Suddenly, the wind shifted and the flames changed direction, rushing through the forest straight toward Yarnell. Ms. Overmyer’s husband, Chuck, woke her up and they picked up what they could. He took his motorcycle. She took their Dodge truck, pulling the flatbed trailer bearing their lime-green Model A street rod, one of their most prized possessions. By the time they came back to get their dogs, the blaze was roaring just above them, rolling down the mountain and swallowing everything around: the town’s library, community center, diner.

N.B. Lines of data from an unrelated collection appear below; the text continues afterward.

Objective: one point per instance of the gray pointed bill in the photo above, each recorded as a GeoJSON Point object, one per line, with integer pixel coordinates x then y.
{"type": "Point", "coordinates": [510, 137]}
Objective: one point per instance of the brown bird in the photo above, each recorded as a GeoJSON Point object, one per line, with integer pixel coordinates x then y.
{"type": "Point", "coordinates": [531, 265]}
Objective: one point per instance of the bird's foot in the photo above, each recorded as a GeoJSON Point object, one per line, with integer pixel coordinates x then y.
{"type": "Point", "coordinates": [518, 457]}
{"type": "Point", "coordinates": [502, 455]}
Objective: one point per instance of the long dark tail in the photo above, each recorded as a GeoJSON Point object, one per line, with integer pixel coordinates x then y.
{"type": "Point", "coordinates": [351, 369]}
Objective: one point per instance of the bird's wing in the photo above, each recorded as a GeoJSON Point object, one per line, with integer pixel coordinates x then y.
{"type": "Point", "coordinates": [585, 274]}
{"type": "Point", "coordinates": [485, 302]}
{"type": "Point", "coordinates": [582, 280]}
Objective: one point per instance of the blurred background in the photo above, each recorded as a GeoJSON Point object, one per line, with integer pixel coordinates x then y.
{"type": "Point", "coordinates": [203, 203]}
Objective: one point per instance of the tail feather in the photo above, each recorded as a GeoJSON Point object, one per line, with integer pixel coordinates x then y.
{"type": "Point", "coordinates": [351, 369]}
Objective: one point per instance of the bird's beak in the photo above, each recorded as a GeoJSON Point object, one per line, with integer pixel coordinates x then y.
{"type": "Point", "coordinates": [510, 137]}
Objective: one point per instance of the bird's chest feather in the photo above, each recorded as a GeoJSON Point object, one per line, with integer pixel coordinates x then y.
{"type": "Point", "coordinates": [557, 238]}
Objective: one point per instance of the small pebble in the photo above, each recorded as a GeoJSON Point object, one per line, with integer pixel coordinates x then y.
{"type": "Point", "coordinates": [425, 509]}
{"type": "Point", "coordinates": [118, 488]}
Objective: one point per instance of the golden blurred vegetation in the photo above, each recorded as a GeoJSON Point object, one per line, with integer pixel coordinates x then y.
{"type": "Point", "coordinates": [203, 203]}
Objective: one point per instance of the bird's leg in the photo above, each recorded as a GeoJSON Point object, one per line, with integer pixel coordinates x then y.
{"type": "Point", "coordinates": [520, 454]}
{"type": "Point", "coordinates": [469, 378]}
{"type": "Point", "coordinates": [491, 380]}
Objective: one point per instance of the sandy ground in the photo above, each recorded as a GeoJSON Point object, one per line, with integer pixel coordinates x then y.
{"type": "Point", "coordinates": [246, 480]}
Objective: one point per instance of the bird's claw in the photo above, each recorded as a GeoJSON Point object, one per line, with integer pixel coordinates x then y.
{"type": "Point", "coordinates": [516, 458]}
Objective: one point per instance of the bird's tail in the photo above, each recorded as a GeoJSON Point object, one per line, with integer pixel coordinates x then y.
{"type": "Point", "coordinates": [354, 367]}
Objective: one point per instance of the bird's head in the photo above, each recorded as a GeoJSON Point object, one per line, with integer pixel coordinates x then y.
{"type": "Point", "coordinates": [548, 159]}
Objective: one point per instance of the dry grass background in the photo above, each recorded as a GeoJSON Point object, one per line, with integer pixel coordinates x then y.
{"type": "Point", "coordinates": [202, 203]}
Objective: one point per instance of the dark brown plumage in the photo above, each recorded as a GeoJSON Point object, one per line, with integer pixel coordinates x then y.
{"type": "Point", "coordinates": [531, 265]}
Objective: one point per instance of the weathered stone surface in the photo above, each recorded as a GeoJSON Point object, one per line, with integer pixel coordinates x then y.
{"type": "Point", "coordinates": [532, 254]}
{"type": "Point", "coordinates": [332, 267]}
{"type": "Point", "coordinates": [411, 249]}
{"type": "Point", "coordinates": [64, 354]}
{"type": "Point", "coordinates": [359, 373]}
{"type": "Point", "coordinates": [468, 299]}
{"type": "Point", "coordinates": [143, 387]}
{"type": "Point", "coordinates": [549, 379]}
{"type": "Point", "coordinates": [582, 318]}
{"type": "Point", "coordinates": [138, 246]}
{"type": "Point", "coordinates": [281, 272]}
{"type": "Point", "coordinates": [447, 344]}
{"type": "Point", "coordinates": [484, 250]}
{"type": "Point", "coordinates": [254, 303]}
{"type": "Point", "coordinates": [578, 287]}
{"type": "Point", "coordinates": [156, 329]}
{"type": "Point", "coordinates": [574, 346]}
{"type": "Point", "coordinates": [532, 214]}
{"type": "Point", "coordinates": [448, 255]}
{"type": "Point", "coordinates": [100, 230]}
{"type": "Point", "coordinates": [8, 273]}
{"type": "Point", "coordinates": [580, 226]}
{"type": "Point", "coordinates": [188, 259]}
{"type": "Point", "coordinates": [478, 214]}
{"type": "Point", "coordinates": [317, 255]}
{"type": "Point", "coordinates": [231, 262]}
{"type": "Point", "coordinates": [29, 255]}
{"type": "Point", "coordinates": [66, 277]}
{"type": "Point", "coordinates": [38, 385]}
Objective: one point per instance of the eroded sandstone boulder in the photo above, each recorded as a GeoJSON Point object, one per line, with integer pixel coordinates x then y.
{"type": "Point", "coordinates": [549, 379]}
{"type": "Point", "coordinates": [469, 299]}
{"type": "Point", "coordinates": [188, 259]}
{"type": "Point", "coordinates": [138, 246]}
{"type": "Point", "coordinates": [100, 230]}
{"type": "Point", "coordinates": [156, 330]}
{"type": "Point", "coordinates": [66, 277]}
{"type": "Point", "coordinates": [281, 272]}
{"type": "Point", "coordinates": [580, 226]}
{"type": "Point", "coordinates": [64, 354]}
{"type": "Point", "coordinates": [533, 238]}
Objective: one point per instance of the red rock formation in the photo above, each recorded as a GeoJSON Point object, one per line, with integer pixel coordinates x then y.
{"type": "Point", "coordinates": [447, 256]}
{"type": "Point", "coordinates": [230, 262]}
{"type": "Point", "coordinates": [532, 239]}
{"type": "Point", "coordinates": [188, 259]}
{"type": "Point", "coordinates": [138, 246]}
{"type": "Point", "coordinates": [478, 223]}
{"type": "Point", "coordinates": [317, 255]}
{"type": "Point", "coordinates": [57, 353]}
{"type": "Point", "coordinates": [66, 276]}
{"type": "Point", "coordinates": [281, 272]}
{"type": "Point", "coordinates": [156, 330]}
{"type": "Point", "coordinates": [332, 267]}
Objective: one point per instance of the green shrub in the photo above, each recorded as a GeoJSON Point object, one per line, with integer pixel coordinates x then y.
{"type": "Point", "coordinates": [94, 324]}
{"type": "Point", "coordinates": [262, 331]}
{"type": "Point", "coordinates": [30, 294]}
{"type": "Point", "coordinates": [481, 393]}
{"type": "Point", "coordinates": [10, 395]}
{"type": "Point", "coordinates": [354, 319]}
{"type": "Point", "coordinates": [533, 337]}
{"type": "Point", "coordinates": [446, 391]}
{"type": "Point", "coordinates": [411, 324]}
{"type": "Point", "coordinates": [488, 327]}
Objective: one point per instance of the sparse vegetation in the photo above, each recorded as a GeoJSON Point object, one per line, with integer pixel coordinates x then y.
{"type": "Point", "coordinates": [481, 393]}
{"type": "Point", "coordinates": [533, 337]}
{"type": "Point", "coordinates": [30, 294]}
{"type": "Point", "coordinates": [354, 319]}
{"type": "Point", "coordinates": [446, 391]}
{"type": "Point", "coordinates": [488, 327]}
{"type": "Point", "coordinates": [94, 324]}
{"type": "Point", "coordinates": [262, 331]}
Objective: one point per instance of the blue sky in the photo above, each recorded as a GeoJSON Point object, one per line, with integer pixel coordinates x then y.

Nearby, Adria Shayne, 52, grabbed her parrot, Jingles; her dog, Spanky; her cat, Gizmo; and nothing else. Her daughter-in-law, Cynthia Somers, said there was no time to think of what to take and what to leave behind — “It was get up and go.” Ms. Shayne, smoking a cigarette outside the Arrowhead Bar & Grill on the edge of Route 89 in Congress, where sheriff’s deputies had blocked traffic from going any farther north, choked up as she described her “little nice house,” the only one in town with a white picket fence.

Oh, God,” she lamented. “It’s all gone.”

19 red roses have been woven into the fence outside Fire Station 7 in Prescott by family and friends, to honor the fallen.  Other tokens of respect have been added to the roses, including a well-worn cap from another fire crew.

Sad condolences to the families of the heroic firefighters who lost their lives, and prayers for the safety of all those who remain locked in battle with the deadly blaze.